A turnover mechanism was integrated as of October 2013, which regulates the handling of price corrections following the publication of the reBAP. Due to the complexity of determining the individual input variables of the reBAP, errors can occur in the reBAP calculation. Therefore, the correction mechanism has been developed. This mechanism provides for the additional or reduced revenues resulting from error corrections to be offset in the reBAP of the following month(s). An additional component is used for offsetting, which represents a price increase or decrease that remains the same over the month in terms of amount every quarter of an hour. In order to prevent miscalculations from having a significant impact on the reBAP, the corresponding limit for the correction within a month was set at a maximum of +/- 3% of the regular costs for balancing energy of the respective month. Moreover, this value may not exceed +/- 3 €/MWh.
The industry compromise has been implemented on 01.05.2016. It provides an additional limitation of imbalance prices to avoid price peaks in the case of low GCC imbalances. Within the scope of the coordination of an industry compromise between the balance responsible parties and the TSOs, an additional capping step (AEP20) has been developed and approved by the Bundesnetzagentur. The aim has been to introduce a further cap to avoid high balancing energy prices for GCC imbalances between -125 MWh and +125 MWh or -500 MW and +500 MW remaining after the AEP2 calculation step.
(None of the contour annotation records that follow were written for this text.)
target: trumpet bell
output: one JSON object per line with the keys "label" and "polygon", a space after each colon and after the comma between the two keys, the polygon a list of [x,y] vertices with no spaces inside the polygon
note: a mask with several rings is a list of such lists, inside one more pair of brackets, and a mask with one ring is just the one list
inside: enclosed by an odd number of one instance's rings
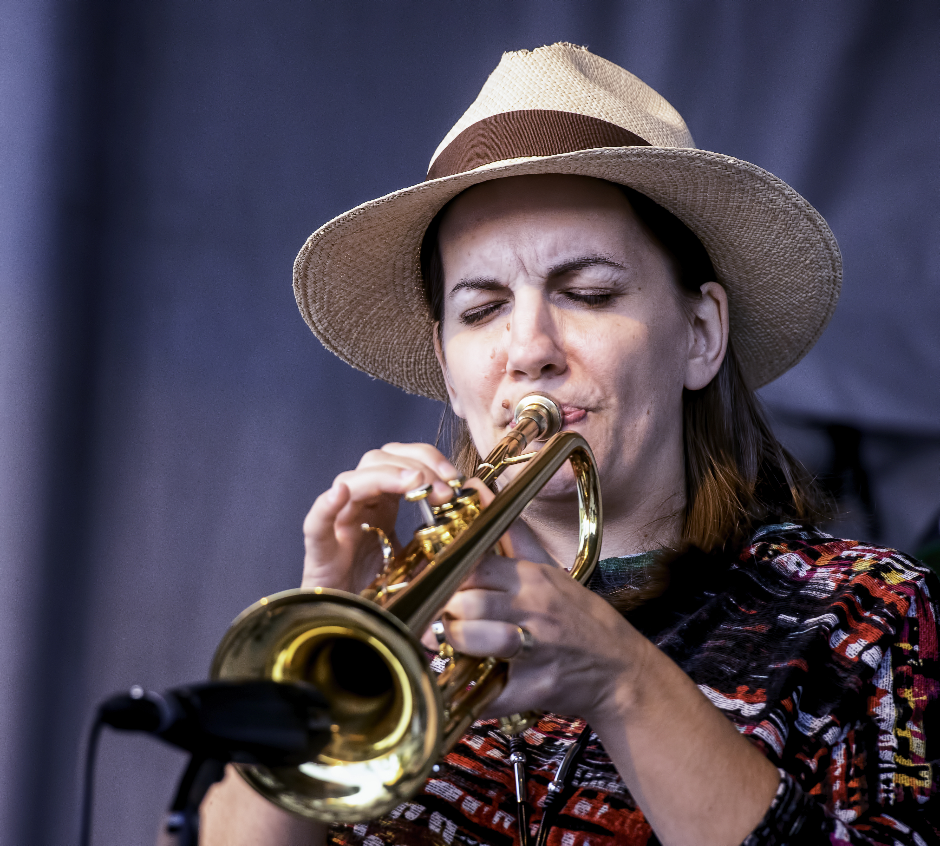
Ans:
{"label": "trumpet bell", "polygon": [[265,798],[303,817],[353,822],[413,795],[440,755],[441,696],[423,650],[396,617],[342,590],[286,590],[245,609],[211,678],[316,686],[332,737],[297,767],[239,764]]}

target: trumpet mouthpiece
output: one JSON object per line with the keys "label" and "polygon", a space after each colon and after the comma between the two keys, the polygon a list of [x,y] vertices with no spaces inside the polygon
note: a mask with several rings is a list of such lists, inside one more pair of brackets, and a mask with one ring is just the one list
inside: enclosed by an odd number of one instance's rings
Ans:
{"label": "trumpet mouthpiece", "polygon": [[547,441],[561,429],[561,410],[546,394],[526,394],[516,405],[515,422],[530,419],[539,426],[539,434],[533,441]]}

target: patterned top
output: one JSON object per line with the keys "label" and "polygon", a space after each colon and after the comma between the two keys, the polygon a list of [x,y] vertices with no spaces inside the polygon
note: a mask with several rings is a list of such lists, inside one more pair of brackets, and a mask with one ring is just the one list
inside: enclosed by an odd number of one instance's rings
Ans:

The limitation is implemented as a linear increasing or decreasing function depending on the NRV balance. To determine the limiting function, the volume-weighted average price of the hourly product of the respective hour from continuous intraday trading on EPEX Spot is provided with a premium or discount between 100 and 250 €/MWh.
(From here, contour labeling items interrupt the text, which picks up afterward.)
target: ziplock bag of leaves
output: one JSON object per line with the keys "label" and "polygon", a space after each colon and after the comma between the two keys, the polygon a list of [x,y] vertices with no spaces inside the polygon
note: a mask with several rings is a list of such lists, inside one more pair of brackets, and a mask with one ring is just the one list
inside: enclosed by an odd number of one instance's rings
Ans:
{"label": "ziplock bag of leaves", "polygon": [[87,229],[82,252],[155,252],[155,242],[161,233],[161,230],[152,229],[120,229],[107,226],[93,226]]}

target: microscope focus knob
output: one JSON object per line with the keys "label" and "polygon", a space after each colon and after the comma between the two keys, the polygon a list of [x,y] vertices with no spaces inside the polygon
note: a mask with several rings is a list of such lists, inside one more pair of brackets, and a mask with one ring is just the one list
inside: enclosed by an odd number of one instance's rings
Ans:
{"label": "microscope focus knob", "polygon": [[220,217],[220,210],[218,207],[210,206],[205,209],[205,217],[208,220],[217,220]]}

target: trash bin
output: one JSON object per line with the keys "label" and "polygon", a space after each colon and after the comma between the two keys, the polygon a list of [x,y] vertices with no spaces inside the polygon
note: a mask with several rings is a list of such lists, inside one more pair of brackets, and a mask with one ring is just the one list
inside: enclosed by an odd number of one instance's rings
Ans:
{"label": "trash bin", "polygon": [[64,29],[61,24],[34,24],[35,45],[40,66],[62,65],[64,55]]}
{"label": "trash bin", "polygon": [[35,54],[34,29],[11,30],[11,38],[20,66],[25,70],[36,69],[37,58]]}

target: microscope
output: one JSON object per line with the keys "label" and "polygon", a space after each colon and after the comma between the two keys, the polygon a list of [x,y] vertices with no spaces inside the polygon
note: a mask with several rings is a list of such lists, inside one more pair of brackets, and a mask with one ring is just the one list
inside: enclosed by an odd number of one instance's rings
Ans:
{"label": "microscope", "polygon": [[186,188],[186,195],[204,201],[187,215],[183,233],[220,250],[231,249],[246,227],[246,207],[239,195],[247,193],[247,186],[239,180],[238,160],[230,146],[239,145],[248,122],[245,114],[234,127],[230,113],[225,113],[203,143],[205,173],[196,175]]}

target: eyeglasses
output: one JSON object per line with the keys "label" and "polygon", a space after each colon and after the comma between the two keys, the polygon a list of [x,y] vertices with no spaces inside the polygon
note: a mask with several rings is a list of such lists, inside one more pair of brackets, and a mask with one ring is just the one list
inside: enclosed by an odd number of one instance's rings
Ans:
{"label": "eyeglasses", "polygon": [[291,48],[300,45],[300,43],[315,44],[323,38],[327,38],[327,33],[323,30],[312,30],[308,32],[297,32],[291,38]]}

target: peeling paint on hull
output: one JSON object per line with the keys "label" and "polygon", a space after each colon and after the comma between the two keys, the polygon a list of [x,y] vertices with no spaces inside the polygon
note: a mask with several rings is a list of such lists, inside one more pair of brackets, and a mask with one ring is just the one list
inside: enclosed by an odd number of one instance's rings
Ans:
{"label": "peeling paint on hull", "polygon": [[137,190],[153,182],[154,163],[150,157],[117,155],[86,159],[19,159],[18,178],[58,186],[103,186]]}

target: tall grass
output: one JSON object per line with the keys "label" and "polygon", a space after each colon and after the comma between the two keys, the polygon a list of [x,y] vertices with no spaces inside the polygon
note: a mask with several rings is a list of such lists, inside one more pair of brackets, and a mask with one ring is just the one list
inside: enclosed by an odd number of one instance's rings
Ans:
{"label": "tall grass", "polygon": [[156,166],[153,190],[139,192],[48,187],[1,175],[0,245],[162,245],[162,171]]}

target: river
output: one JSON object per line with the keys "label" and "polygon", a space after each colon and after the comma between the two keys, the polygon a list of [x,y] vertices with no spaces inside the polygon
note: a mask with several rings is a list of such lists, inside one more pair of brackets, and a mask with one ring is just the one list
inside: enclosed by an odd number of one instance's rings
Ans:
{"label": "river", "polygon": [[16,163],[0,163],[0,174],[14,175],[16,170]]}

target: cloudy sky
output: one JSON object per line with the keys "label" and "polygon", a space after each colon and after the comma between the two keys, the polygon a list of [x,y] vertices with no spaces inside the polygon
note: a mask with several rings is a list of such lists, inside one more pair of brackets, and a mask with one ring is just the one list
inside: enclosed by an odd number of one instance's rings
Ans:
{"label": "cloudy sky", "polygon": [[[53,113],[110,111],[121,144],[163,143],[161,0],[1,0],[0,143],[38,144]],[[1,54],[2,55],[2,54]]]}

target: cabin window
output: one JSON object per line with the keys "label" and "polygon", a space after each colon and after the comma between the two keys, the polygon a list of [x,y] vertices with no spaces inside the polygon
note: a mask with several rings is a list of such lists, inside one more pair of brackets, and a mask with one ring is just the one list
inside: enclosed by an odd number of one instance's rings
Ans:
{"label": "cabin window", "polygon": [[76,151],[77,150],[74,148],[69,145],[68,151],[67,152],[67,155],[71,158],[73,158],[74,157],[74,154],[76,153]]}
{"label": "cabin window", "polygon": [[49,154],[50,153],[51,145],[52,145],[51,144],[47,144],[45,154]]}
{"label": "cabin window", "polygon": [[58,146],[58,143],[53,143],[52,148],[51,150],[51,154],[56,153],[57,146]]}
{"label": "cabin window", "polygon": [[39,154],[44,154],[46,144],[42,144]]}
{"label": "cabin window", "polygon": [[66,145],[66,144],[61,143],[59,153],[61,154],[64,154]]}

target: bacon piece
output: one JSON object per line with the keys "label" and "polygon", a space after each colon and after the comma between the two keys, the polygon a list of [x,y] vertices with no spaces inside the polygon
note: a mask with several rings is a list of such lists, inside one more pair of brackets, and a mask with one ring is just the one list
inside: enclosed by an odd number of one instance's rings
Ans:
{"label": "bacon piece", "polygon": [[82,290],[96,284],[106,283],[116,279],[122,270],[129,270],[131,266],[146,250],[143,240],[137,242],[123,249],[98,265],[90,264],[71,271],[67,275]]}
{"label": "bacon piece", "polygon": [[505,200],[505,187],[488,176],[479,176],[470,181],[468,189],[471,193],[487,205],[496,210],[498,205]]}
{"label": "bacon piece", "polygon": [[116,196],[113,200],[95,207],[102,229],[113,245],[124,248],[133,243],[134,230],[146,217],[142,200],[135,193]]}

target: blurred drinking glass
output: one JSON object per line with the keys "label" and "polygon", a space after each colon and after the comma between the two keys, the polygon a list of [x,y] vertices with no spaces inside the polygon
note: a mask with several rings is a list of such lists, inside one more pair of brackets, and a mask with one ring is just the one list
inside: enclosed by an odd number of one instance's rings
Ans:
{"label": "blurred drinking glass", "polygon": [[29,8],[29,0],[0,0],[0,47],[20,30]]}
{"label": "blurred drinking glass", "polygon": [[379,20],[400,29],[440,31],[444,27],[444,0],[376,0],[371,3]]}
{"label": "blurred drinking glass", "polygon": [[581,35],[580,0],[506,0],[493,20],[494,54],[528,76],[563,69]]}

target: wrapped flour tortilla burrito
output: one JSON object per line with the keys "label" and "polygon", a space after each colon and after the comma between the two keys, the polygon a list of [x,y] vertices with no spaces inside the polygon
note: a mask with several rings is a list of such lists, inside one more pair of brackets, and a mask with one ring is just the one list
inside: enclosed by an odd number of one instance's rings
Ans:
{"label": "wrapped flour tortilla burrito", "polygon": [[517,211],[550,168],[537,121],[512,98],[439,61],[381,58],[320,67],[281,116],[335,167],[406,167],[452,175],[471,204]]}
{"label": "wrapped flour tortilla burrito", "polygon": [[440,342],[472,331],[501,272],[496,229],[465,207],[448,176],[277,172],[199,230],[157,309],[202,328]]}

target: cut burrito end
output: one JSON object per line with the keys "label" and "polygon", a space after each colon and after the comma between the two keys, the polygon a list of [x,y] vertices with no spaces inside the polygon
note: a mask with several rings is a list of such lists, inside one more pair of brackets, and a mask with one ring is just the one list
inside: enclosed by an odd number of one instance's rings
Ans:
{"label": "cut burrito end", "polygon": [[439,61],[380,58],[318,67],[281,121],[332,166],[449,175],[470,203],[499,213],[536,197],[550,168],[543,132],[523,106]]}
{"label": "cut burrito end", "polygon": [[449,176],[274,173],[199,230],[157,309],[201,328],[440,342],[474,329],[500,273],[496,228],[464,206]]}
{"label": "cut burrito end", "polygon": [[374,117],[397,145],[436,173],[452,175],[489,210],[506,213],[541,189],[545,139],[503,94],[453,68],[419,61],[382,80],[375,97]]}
In February 2020 the scarcity component has been adjusted.
This stipulates that the contracted FRR is no longer compared with the balance of the control reserve used, but that the contracted FRR is compared with the balance of the GCC (Balance_GCC).
In July 2020, the incentivizing component was fundamentally redesigned.
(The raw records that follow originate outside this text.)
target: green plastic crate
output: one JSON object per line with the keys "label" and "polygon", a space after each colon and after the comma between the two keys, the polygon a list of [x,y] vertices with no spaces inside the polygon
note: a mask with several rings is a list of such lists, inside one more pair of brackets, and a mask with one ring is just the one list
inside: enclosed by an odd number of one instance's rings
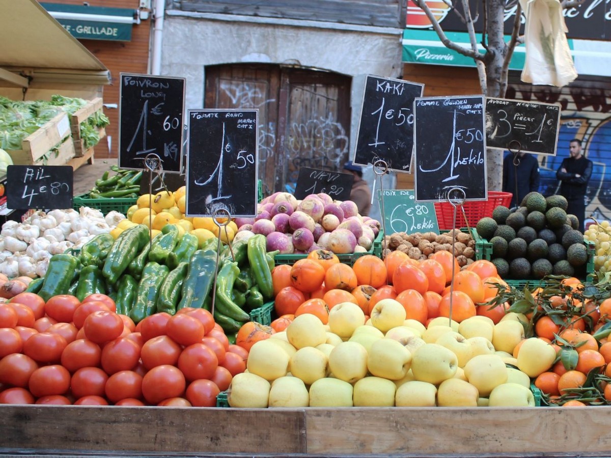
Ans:
{"label": "green plastic crate", "polygon": [[130,207],[136,204],[137,198],[136,197],[107,197],[105,198],[92,199],[89,197],[89,194],[75,195],[72,198],[72,208],[78,211],[81,207],[95,208],[107,214],[112,210],[125,214]]}

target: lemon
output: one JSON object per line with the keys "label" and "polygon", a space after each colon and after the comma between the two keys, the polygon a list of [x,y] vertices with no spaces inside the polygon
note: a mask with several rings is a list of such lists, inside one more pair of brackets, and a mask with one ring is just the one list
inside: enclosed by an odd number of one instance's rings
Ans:
{"label": "lemon", "polygon": [[153,229],[161,230],[161,228],[166,224],[172,224],[176,220],[176,218],[170,213],[168,213],[167,211],[161,211],[155,216],[153,219],[153,224],[150,227]]}
{"label": "lemon", "polygon": [[157,212],[152,208],[142,207],[134,212],[134,214],[131,216],[131,222],[136,224],[140,224],[142,222],[142,220],[149,215],[155,216],[156,214],[157,214]]}
{"label": "lemon", "polygon": [[142,194],[136,201],[136,205],[138,208],[148,208],[154,197],[153,194]]}
{"label": "lemon", "polygon": [[164,208],[174,206],[175,203],[174,197],[172,192],[162,191],[155,195],[153,203],[151,203],[151,208],[159,213],[163,211]]}
{"label": "lemon", "polygon": [[199,229],[194,229],[189,233],[192,234],[196,237],[197,238],[197,247],[201,248],[204,242],[205,242],[208,239],[212,238],[216,238],[214,234],[208,230],[207,229],[203,229],[202,228],[199,228]]}

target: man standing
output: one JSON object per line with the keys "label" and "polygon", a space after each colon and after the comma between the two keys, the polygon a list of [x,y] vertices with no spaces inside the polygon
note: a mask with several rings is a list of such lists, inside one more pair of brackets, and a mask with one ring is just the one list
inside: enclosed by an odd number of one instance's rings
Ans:
{"label": "man standing", "polygon": [[565,158],[556,172],[560,180],[560,195],[568,201],[566,213],[579,220],[579,230],[584,231],[585,219],[585,191],[592,175],[592,161],[586,159],[581,149],[581,140],[573,139],[569,147],[570,156]]}
{"label": "man standing", "polygon": [[[516,179],[517,177],[517,179]],[[524,151],[503,159],[503,191],[513,194],[510,208],[518,206],[529,192],[539,191],[539,161]]]}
The revised incentivizing component fulfils, in particular, recital 17 of the guideline on electricity balancing, working efficiently towards a balanced system, creating incentives for market participants to maintain the system balance and reflecting the real-time value of the energy in the imbalance settlement price. This now provides that, in order to form the IP_3, a comparison is made with the imbalance settlement price index (ID AEP) introduced specifically for this purpose. In addition, a minimum gap of 25%, but at least €10/MWh, between ID AEP and the balancing energy price is provided for if the absolute value of the GCC balance is greater than or equal to 500 MW. In the range between 0 and 500 MW, it increases linearly with the level of the GCC balance.
In August 2021, the scarcity component was fundamentally revised.
This is intended to ensure incentives for market participants to balance their balancing groups, especially at times of strong system imbalances. The proportionality of the influence of the scarcity component on the level of the reBAP is achieved by limiting the effectiveness of the price component to times of strong system imbalances and by the nonlinear increase of the price component depending on the GCC balance. The now newly defined component is a second-order function (parabolic curve) depending on the GCC balance and takes effect when the latter has a value of at least 80% of the dimensioned FRR for the GCC.